Johnny English Strikes Again, 2018.
Directed by David Kerr.
Starring Rowan Atkinson, Ben Miller, Olga Kurylenko, Emma Thompson, and Jake Lacy.
SYNOPSIS:
After a cyber-attack reveals the identity of all of the active undercover agents in Britain, Johnny English is forced to come out of retirement to find the mastermind hacker.
Johnny English Strikes Again is the film we deserve; archaic, lame and limp, falling over itself for comedy sake without any preparation. Jokes are (poorly) set up, only to be left dangling, aimlessly trying for a laugh but ultimately soiling itself for the giggle.
It’s as if director David Kerr watched ten minutes of a late Roger Moore Bond flick and got distracted by the ’67 Casino Royale. It helps little that Rowan Atkinson, one of the great physical comics, looks as if tired of this world, his falls are padded with sighs and nuts shots and fart jokes have all the enthusiasm of someone desperately waiting for that paycheck to finally buy the car you can’t but look like a tosser in.
After the tepid adventures of Johnny English Returns, English returns (again) after a cyber-attack reveals all active undercover agents in MI6 – it’s Dumb Skyfall. The Prime Minister (a thankless Emma Thompson) is having meetings with a Silicon Valley Billionaire (Jake Lacy) – clearly evil – and Olga Kurylenko is also there, investigating the whole thing or something, it doesn’t matter.
It doesn’t matter. Nothing matters. We know how the film is going to an end, the twists are less twists, more a roundabout of density. It only exists as a way for Roman Atkinson to fall over, haw-hawing because it’s funny to watch a grown man put a cocktail umbrella up his nose or grapple with the virtual reality goggles – it’s funny because he’s old.
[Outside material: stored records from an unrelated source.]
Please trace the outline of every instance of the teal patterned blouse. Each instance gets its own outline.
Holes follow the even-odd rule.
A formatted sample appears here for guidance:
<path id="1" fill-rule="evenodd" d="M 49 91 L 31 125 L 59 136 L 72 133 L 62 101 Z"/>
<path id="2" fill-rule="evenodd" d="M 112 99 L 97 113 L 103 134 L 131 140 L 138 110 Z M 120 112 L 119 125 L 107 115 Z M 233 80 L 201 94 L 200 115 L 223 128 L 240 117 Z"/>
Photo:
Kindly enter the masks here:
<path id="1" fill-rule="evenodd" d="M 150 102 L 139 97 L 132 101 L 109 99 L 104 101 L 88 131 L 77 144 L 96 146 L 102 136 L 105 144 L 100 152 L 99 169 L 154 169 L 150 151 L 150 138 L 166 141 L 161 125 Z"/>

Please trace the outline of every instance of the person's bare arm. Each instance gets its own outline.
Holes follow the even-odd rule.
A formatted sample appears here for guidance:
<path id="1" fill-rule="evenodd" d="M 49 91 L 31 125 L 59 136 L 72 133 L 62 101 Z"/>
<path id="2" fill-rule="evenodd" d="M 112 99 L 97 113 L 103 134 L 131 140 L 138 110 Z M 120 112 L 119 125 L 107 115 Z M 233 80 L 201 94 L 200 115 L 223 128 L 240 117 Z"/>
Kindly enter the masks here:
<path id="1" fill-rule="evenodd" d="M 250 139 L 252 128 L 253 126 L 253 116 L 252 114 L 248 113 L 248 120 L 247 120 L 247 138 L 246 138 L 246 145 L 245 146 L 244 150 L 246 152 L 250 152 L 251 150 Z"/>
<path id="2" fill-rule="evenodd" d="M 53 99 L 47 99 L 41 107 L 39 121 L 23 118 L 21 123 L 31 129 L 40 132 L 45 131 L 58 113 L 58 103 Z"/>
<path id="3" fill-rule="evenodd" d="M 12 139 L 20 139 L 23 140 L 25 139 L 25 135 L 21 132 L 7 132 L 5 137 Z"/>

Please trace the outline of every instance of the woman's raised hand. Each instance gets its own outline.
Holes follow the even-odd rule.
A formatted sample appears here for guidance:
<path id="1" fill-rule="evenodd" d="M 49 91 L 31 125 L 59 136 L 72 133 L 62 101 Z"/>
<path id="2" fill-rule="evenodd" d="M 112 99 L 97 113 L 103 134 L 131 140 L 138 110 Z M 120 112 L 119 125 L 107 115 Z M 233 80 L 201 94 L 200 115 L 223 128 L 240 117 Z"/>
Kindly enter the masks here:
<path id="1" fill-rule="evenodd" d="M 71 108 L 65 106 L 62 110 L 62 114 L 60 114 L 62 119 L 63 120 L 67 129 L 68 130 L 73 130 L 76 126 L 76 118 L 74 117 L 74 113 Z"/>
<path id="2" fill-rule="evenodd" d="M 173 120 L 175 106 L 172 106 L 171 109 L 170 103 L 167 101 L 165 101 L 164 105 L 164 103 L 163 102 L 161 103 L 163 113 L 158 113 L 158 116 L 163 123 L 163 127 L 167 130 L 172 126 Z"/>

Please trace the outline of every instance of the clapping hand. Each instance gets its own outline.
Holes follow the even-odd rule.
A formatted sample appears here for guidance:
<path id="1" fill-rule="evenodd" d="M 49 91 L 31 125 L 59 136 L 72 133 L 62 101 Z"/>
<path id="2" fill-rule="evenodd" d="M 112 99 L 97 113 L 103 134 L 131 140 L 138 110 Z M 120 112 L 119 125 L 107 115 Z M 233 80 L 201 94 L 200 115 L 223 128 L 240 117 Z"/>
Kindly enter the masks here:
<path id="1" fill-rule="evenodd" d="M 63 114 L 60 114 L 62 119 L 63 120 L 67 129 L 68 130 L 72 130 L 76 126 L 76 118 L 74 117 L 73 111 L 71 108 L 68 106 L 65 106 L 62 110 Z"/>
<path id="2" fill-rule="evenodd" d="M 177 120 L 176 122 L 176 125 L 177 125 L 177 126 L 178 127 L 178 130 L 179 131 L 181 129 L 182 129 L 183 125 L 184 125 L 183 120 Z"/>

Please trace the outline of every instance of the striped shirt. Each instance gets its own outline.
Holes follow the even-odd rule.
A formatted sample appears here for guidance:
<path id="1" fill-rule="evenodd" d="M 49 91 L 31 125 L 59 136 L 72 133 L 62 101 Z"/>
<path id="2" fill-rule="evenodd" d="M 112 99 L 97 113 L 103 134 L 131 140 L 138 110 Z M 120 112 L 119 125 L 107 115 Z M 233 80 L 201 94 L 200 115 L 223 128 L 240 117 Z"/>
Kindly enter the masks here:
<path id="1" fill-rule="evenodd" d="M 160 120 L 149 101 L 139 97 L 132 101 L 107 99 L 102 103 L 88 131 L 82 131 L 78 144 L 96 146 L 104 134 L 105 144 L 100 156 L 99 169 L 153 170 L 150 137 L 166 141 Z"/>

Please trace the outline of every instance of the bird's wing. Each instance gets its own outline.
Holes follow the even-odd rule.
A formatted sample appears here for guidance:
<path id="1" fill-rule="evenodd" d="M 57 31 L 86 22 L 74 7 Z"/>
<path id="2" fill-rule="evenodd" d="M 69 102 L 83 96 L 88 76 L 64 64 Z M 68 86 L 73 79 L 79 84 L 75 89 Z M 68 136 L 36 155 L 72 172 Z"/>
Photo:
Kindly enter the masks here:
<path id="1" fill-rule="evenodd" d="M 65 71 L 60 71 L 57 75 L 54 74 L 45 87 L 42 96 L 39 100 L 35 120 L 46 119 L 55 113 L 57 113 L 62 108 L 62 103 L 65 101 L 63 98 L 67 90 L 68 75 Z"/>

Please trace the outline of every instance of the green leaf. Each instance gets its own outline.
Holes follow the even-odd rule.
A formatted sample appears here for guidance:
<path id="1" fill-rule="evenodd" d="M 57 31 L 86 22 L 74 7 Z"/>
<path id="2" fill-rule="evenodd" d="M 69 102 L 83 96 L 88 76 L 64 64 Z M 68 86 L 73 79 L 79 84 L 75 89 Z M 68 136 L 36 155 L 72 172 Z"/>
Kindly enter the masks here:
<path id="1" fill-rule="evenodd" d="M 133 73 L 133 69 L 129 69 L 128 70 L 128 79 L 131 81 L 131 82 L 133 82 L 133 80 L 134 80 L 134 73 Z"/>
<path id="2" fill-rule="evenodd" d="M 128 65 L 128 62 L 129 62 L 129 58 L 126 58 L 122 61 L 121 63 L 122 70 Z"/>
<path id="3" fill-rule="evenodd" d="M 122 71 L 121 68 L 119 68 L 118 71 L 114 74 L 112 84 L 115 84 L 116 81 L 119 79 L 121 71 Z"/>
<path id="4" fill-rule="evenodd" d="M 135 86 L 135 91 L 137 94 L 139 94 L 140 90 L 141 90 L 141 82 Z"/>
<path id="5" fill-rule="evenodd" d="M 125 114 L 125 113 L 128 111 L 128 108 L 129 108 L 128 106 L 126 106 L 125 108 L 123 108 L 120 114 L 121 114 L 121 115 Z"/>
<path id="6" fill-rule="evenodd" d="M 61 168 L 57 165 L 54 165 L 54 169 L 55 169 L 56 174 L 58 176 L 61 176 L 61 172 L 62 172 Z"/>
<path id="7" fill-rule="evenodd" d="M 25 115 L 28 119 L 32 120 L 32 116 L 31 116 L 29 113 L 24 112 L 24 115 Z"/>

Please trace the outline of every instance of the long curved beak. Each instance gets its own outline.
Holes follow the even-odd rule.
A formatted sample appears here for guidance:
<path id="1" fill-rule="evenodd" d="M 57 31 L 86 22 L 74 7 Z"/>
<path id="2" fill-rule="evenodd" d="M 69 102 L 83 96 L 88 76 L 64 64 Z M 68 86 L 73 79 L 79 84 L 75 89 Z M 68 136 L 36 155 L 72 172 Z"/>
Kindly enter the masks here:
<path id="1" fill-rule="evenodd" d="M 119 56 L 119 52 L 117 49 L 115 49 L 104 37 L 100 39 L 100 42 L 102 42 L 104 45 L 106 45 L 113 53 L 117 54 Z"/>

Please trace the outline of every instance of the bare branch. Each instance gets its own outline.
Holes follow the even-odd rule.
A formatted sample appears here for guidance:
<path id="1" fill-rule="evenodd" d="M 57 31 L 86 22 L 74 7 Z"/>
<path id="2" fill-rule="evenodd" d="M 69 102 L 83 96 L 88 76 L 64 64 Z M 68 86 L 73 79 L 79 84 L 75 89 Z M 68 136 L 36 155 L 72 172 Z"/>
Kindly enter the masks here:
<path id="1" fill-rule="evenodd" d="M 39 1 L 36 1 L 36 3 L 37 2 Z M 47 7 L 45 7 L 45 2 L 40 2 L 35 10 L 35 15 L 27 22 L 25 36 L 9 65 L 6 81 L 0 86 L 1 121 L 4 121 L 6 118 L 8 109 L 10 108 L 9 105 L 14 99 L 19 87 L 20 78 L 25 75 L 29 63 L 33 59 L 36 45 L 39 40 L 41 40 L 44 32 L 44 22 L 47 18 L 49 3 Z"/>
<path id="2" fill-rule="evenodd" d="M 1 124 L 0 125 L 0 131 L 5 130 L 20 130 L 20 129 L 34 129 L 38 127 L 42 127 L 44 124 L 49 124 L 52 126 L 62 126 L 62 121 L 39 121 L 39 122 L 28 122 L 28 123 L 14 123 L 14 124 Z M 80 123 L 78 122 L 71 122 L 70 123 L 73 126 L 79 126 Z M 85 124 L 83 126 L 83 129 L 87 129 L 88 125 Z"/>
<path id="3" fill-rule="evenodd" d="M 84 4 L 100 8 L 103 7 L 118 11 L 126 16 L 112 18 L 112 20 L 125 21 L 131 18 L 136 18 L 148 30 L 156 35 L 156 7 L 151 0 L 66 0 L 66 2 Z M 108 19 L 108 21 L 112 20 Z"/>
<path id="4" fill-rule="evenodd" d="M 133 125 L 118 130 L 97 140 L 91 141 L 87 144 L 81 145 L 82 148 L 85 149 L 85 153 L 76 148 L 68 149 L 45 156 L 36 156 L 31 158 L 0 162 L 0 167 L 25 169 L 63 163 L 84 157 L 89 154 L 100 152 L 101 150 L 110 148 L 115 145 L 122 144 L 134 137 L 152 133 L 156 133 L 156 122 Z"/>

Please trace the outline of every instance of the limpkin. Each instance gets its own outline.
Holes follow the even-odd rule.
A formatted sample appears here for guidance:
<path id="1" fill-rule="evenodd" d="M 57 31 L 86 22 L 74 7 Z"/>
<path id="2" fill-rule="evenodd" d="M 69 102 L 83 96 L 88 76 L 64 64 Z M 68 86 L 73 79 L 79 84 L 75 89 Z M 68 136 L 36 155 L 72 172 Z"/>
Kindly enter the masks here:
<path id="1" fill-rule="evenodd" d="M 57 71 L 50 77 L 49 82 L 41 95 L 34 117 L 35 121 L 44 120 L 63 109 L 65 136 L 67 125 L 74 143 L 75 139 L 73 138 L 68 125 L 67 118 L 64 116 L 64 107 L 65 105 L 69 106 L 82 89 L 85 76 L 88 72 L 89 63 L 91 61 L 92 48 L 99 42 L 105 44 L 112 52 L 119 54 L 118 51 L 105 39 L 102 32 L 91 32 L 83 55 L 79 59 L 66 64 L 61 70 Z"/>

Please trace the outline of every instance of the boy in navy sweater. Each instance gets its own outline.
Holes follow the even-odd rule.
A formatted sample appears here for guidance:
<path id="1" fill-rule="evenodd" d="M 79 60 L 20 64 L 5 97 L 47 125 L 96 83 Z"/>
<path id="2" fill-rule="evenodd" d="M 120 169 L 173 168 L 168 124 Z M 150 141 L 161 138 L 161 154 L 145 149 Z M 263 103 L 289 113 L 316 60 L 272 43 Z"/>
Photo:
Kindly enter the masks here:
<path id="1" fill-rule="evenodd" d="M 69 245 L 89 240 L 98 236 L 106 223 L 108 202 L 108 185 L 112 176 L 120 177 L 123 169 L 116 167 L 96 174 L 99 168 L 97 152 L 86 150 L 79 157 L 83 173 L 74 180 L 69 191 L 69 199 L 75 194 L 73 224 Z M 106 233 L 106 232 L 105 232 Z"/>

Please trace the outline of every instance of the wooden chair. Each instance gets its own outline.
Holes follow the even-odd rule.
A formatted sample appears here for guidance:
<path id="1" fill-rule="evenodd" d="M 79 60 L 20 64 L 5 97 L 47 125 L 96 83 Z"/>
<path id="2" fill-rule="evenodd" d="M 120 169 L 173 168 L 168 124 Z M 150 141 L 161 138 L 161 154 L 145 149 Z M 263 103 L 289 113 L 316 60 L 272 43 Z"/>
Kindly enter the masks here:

It’s a film for Brexit Britain. A stuttering, deeply unpleasant mess of ideas brought together by a group of people seemingly unaware of where it’s supposed to end up. It reduces Atkinson to someone who resembles your “I’m just tellin’ it as it is” Uncle, the sort that drinks too much on Christmas and bemoans the Queen’s speech for being “too inclusive.”
Alongside Ben Miller, the pair burn down a French restaurant – I dunno, it’s a metaphor or something – and just genuinely act like the sort of people you see at a hotel breakfast buffet cramming bacon down their gobs before sprinting to get a decent sunbed, pushing children over in the process.
An occasional set piece does raise a chuckle. An extended sequence, emphasis on extended, involving virtual reality may already feel tired, but it does give Atkinson the opportunity to actually stretch is clown muscles.
But it’s only a moment.
Dumb Skyfall is the film we deserve, and we have to live with it because we hate ourselves and it’s apt punishment.